Methods: 18 months of ethnographic fieldwork, interviews and archival research were conducted at two sites. The first site is a state-run program designed to oversee prescribing practices in a mid-west state. The second site is a 30-bed residential center for traumatized youth aged 7 to 14 in state custody. The researcher conducted observations and interviews with staff at the first site and medical personnel, youth, case managers, therapists, administrators, and residential counselors at the second site (n=50). Specific sources include psychiatric consultations, medication passes, weekly treatment team meetings, and quarterly and monthly staffings, which were audio-recorded, transcribed and inductively analyzed. Archival sources, such as policy texts, professional training materials, and bureaucratic documents were also collected and coded. The researcher obtained IRB approvals as well as informed consent and assent from youth and professionals.
Results: The policy discourse surrounding medication monitoring in foster care makes two key assumptions: (1) monitoring can and should be an empirical process of observing, documenting, and rationally communicating about the effects of medications and (2) medication effects are objective phenomena that are either visible to the untrained eye or detectable through medical technologies or expert assessment. In practice, monitoring is not only or even primarily a process of observing objective drug effects. It is a process through which a network of actors, each of whom bears different kinds of information about the child and the medications they are prescribed, speculates about the link between medication changes and behavioral outcomes. As this process unfolds, participants have varying degrees of power to decide what role medications can and should play in a child’s treatment. This paper illustrates how different actors use the technical and communicative tools at their disposal to weigh in on medication decisions. It concludes that monitoring is as political as it is empirical.

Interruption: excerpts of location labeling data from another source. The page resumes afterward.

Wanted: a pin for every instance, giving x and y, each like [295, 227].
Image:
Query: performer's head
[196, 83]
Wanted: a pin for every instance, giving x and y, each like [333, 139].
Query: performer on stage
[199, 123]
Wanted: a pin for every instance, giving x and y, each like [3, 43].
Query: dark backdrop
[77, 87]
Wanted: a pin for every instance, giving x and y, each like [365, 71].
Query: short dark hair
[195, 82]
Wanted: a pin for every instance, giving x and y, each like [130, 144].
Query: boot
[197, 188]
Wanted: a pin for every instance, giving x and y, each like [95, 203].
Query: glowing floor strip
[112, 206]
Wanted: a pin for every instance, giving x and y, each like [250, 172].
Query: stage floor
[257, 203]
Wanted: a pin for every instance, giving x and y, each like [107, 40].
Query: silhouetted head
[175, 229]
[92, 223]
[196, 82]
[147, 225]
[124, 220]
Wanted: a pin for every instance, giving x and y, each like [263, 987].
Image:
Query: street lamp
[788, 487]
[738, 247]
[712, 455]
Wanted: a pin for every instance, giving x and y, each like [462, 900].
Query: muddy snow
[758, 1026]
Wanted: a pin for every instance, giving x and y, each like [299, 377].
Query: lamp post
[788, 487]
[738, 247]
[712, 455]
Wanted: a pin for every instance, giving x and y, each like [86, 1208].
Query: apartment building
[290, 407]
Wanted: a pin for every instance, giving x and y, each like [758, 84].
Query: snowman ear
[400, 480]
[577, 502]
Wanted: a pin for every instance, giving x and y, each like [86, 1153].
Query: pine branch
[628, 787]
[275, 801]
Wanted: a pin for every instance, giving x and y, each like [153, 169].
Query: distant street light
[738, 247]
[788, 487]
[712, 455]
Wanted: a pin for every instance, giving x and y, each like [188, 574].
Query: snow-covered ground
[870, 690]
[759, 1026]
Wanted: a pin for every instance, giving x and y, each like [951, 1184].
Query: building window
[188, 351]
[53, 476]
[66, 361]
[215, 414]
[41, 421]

Implications: Current policy discourse surrounding medication monitoring is oriented around facilitating an empirical process of systematic observations and rational communication. However, participants in medication monitoring have unequal stakes and varying degrees of power and voice in treatment decisions. As policymakers continue to develop systems of oversight, it is essential to establish mechanisms through which to support those involved in medication monitoring in addressing and resolving ethical and epistemic tensions as they arise.